Man who asked, Is God Dead?, dead at 78

The Los Angeles Times reports:

John T. Elson, whose 1966 cover story for Time magazine — provocatively titled “Is God Dead?” — produced record-breaking newsstand sales with its perceptive analysis of a debate that animated Sunday churchgoers as well as theologians, died Sept. 7 at his home in New York City. He was 78.

The April 8, 1966, issue was the first in Time’s history to feature only words on the cover: “Is God Dead?” in large, red letters on a black background. The story elicited more than 3,500 letters, an unprecedented response. It also broke a 20-year record for newsstand copies sold.

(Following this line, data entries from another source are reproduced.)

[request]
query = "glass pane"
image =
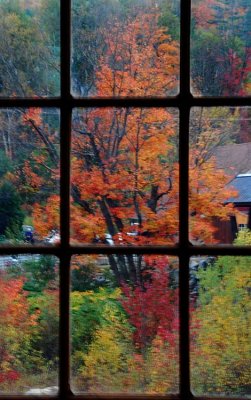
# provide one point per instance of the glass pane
(221, 325)
(220, 47)
(125, 48)
(29, 318)
(124, 176)
(29, 48)
(29, 176)
(125, 325)
(220, 174)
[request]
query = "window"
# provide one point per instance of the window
(184, 250)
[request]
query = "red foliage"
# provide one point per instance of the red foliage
(153, 308)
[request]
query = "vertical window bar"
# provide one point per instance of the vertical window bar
(185, 103)
(65, 133)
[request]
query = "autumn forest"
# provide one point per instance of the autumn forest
(124, 191)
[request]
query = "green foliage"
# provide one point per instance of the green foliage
(40, 273)
(88, 312)
(45, 337)
(222, 348)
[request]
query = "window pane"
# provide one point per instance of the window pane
(220, 47)
(124, 176)
(220, 325)
(29, 316)
(220, 174)
(29, 175)
(125, 48)
(124, 319)
(29, 48)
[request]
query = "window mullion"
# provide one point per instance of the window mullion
(65, 140)
(185, 104)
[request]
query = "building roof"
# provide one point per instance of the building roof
(242, 183)
(234, 158)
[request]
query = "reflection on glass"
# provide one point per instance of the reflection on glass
(220, 48)
(220, 174)
(125, 48)
(220, 324)
(124, 320)
(124, 176)
(29, 318)
(30, 48)
(29, 176)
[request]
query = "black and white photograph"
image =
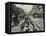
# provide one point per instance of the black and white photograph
(27, 18)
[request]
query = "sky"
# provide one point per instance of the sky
(26, 8)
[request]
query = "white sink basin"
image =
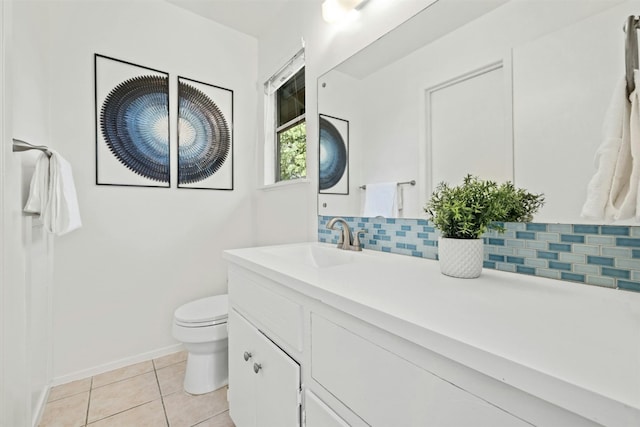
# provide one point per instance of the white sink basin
(313, 255)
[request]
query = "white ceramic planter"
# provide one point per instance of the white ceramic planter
(461, 257)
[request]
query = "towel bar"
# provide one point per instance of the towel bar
(412, 182)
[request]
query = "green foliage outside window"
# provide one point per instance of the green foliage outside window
(292, 147)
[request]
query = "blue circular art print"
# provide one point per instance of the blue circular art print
(333, 155)
(134, 122)
(204, 136)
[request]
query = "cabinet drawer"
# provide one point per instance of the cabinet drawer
(280, 315)
(354, 369)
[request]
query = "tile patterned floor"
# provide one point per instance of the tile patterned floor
(145, 394)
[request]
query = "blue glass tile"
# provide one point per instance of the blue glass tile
(629, 286)
(632, 264)
(515, 243)
(525, 235)
(586, 229)
(585, 249)
(601, 281)
(572, 276)
(572, 258)
(559, 265)
(561, 228)
(614, 230)
(616, 252)
(536, 227)
(527, 253)
(560, 247)
(623, 241)
(616, 272)
(535, 262)
(609, 262)
(571, 238)
(488, 264)
(525, 270)
(547, 255)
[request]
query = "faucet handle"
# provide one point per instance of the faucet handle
(357, 246)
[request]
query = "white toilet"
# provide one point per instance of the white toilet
(201, 325)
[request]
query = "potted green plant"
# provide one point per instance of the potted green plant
(465, 212)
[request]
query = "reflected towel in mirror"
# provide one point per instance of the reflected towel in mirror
(381, 199)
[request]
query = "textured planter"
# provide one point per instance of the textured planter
(460, 257)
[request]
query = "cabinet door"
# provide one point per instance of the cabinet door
(264, 388)
(277, 386)
(318, 414)
(241, 376)
(386, 390)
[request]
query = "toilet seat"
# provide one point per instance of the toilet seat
(203, 312)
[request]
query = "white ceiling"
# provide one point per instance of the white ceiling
(252, 17)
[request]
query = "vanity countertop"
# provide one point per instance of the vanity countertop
(575, 345)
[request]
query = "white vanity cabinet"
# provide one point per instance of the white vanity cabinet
(264, 381)
(349, 345)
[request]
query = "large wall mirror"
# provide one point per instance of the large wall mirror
(507, 90)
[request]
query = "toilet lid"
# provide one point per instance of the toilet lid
(203, 310)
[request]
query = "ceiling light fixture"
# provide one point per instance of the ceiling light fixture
(337, 10)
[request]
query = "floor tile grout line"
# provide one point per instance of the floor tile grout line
(164, 409)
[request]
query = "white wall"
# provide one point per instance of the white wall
(548, 54)
(288, 213)
(141, 252)
(27, 276)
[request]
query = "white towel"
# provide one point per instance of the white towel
(381, 200)
(612, 193)
(56, 202)
(39, 188)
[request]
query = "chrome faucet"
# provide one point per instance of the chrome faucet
(346, 242)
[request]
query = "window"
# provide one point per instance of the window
(291, 135)
(285, 154)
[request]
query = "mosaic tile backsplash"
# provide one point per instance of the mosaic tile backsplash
(601, 255)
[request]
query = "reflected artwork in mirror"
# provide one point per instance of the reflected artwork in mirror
(554, 81)
(333, 156)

“The story brought a brimstone of controversy, but given the depth of the reporting, few could argue that the writer had not done his homework,” former Time managing editor Jim Kelly wrote in an appreciation of Elson published on the magazine’s website. The story, which had been under consideration by Time editors for nearly a year, was driven by a growing awareness that the secularized world of the 1960s was causing theologians to rethink traditional concepts of God.

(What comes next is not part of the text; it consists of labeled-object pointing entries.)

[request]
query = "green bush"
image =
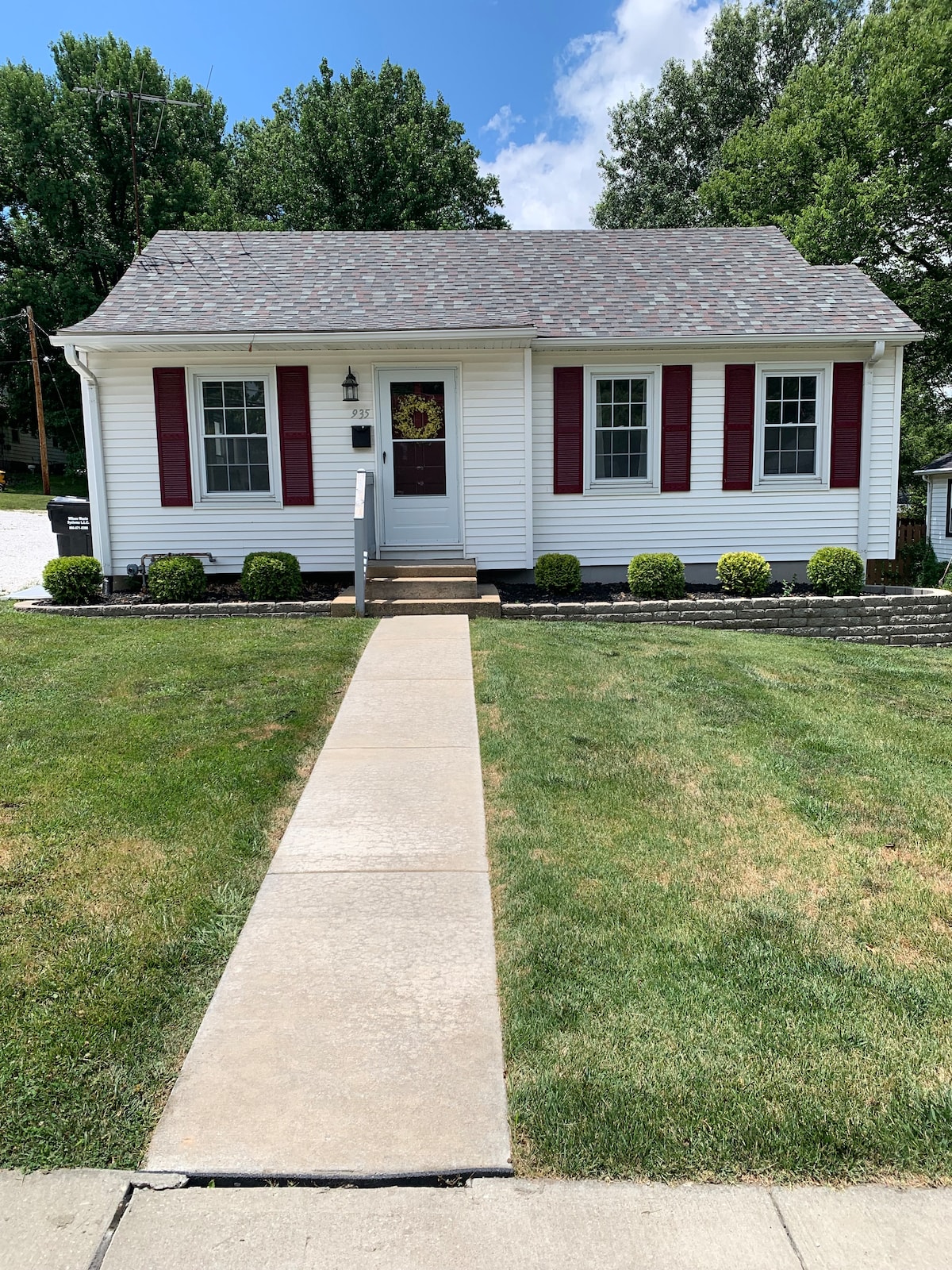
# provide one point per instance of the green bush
(837, 572)
(177, 581)
(74, 579)
(657, 577)
(271, 575)
(559, 573)
(744, 573)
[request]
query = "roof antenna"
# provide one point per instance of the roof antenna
(118, 94)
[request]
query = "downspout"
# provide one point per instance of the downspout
(95, 467)
(865, 450)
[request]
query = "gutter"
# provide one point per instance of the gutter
(95, 464)
(866, 448)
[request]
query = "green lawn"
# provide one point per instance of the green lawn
(146, 770)
(723, 873)
(25, 492)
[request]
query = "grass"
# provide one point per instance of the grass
(723, 874)
(145, 772)
(25, 492)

His widow recommends we read the last paragraph of Elson’s cover story:

Gabriel Vahanian suggests that there may well be no true faith without a measure of doubt, and thus contemporary Christian worry about God could be a necessary and healthy antidote to centuries in which faith was too confident and sure. Perhaps today, the Christian can do no better than echo the prayer of the worried father who pleaded with Christ to heal his spirit-possessed son: “I believe; help my unbelief.”